PIAC working with disability advocates to fix ‘reasonable adjustments’

Image: Keith Saunders

PIAC is partnering with People with Disability Australia (PWDA) to advocate for essential amendments to the Disability Discrimination Act 1992 (Cth) (the DDA).

These changes are necessary because of the 2017 case of Sklavos v Australian College of Dermatologists, in which the Federal Court found that not only must a person with disability show they are disadvantaged by a failure to provide a reasonable adjustment, but that the failure to provide the adjustment was caused by the person’s disability.

This decision has made the reasonable adjustments provisions of the DDA, which are intended to help people with disability participate in employment, education and other areas of public life, ineffective and unenforceable.

For example, if a workplace refuses to provide the software a blind person needs at work, that person must now demonstrate the failure to provide that software is because they are blind. In practice, this will be nearly impossible to prove unless the employer makes a clear statement such as ‘I refuse to make adjustments for you, because you are blind.’
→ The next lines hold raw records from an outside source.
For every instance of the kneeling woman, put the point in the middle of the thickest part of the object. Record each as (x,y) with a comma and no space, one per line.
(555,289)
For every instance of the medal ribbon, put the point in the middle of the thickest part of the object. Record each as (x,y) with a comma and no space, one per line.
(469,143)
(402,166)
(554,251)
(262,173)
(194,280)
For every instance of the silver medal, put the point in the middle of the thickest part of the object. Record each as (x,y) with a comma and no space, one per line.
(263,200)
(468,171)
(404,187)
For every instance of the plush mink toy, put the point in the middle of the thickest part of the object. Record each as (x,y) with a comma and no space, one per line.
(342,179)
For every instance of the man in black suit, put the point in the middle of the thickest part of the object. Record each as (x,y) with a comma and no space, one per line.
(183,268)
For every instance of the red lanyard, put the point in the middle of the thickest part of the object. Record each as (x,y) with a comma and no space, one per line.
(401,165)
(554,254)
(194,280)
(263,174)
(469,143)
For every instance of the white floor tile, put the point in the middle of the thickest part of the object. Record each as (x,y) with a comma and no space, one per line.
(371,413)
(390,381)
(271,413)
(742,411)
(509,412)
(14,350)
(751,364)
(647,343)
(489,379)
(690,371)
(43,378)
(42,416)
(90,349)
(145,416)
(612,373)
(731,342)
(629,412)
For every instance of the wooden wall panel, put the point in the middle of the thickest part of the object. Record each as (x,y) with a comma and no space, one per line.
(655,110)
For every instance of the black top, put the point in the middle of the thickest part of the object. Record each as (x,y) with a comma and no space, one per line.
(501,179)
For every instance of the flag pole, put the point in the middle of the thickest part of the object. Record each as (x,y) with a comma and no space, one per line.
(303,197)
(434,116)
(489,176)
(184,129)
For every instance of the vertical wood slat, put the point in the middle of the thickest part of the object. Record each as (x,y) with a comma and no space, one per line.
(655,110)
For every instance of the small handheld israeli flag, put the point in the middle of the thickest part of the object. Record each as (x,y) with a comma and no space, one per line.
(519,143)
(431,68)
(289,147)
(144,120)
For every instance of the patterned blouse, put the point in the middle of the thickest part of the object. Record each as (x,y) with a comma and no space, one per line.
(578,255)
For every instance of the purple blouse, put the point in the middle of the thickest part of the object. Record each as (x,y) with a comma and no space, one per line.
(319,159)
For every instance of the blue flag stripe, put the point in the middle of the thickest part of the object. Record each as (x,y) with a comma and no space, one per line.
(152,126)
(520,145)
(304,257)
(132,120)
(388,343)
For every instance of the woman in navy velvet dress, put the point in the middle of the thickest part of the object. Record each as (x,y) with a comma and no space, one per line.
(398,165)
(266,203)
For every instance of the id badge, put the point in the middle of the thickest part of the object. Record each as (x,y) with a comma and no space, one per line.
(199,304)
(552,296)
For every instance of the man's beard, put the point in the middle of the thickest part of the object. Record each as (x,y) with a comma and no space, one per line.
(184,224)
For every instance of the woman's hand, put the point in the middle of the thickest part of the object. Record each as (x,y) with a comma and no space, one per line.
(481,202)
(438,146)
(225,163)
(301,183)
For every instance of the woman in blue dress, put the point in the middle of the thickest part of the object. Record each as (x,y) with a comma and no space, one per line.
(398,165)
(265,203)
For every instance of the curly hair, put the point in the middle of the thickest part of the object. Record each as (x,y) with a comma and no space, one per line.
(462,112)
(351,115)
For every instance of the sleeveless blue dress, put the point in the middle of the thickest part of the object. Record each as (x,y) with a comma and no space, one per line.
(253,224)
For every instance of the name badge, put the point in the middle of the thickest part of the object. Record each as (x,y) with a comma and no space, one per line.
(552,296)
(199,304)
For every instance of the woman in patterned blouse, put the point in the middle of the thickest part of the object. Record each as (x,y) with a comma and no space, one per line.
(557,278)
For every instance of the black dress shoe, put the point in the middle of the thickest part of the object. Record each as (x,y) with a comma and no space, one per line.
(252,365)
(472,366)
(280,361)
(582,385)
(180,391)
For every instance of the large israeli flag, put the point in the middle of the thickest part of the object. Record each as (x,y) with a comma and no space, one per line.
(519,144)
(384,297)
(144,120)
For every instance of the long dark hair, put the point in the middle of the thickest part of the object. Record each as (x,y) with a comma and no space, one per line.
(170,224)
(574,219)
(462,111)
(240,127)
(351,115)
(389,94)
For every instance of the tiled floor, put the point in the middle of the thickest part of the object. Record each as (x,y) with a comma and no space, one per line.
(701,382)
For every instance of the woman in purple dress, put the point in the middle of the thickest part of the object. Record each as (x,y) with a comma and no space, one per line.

PIAC and PWDA have engaged with both the Attorney-General Christian Porter and his Department to have this problem fixed, including by coordinating a range of legal and civil society groups as co-signatories to a letter to the Attorney-General.

We have proposed simple amendments to the DDA to make its reasonable adjustments provisions clear, workable and consistent with their purpose.

Unfortunately, to date, the Government has not acted. PIAC and PWDA will continue to push for these vital amendments to be passed as quickly as possible, to support the full participation of people with disability in Australian society.